The individuals sampled from Stratonikeia and Lagina (Muğla), the west church at Stratonikeia, the Basilica at Iznik (Marmara) and the Ilıpınar cemetery (Orhangazi, Bursa) span a long arc of local history: 262 CE through to 1400 CE. Archaeological contexts — church floors, basilica burial zones and associated funerary deposits — anchor these remains within Byzantine religious and civic landscapes. Stratonikeia and Lagina, located in the Carian-Aegean hinterland, preserve Late Antique to medieval occupation layers; Iznik (ancient Nicaea) is a documented urban and ecclesiastical center from Late Antiquity onward; Ilıpınar sits in the Marmara plains that saw population shifts in the early medieval centuries.
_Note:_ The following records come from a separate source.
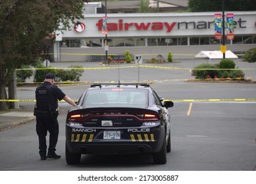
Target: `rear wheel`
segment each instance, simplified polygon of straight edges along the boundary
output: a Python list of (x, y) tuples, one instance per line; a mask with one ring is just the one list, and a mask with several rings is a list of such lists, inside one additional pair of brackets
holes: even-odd
[(66, 162), (68, 164), (78, 164), (80, 163), (81, 153), (74, 153), (69, 151), (66, 143)]
[(164, 139), (162, 148), (158, 152), (153, 153), (154, 164), (165, 164), (166, 163), (166, 143), (165, 137)]

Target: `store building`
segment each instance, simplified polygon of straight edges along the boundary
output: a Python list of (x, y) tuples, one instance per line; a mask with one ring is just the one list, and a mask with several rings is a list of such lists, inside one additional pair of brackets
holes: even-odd
[[(171, 51), (174, 59), (193, 58), (201, 51), (220, 49), (215, 39), (217, 12), (107, 14), (109, 55), (143, 55), (149, 60)], [(218, 12), (221, 13), (221, 12)], [(256, 47), (256, 11), (234, 14), (234, 39), (226, 40), (227, 50), (242, 53)], [(103, 34), (105, 14), (86, 14), (72, 30), (59, 35), (53, 43), (55, 62), (88, 61), (105, 54)]]

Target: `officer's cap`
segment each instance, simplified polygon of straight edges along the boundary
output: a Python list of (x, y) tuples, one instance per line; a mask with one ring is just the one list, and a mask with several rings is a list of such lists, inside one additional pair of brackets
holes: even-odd
[(55, 77), (51, 73), (47, 74), (45, 77), (45, 79), (54, 80)]

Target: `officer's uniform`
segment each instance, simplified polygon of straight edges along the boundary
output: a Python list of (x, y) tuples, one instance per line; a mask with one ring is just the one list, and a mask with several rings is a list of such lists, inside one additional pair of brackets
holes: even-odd
[[(45, 78), (47, 77), (50, 79), (51, 78), (54, 78), (52, 74), (47, 75)], [(59, 135), (57, 120), (59, 112), (57, 108), (58, 100), (61, 101), (65, 95), (57, 86), (51, 85), (48, 81), (45, 81), (36, 88), (35, 115), (36, 116), (36, 132), (39, 137), (39, 153), (41, 160), (46, 159), (47, 131), (50, 133), (47, 158), (58, 158), (61, 157), (55, 154), (55, 147)]]

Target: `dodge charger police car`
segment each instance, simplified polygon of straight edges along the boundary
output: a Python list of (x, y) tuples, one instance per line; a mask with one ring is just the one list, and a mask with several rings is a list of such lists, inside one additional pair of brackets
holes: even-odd
[(144, 152), (165, 164), (173, 105), (145, 83), (91, 85), (67, 114), (67, 164), (79, 164), (82, 154)]

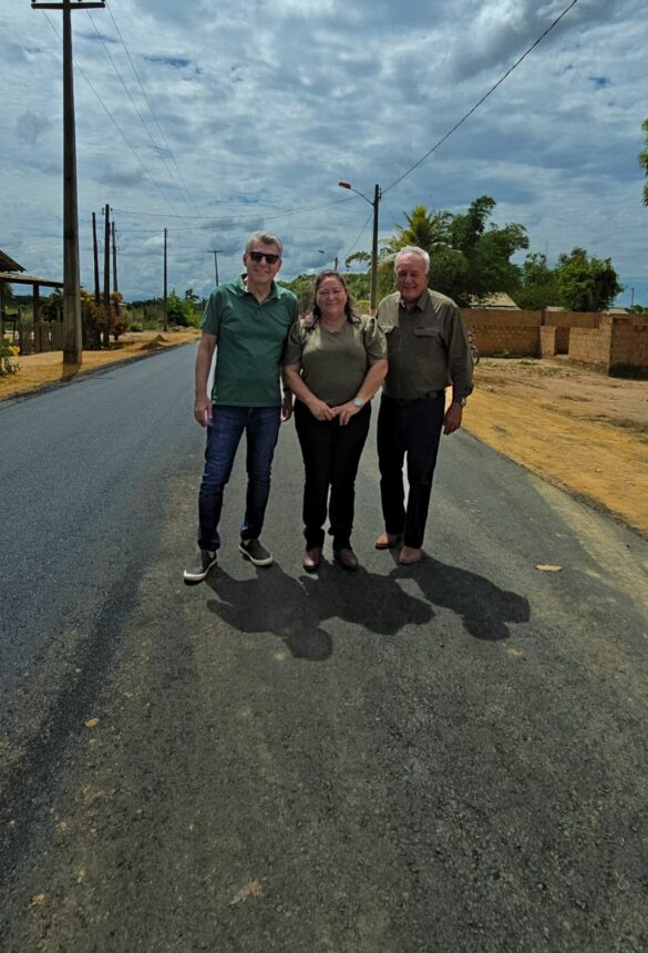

Archaeological data indicates continuity of Christian funerary practice in many contexts, with reuse of older monumental spaces in the medieval period. Limited evidence suggests both local continuity and periodic influxes of people tied to trade, military movement, and administrative reorganization under successive Byzantine authorities. The material record — building phases, grave goods, and stratigraphy — points to a region where local Anatolian traditions blended with Mediterranean and Balkan influences.
Given the modest sample size (14 individuals) and uneven preservation, conclusions about broader population origins must remain provisional. Still, these remains illuminate how communities were embedded in the shifting political, economic and religious networks of Byzantine Anatolia.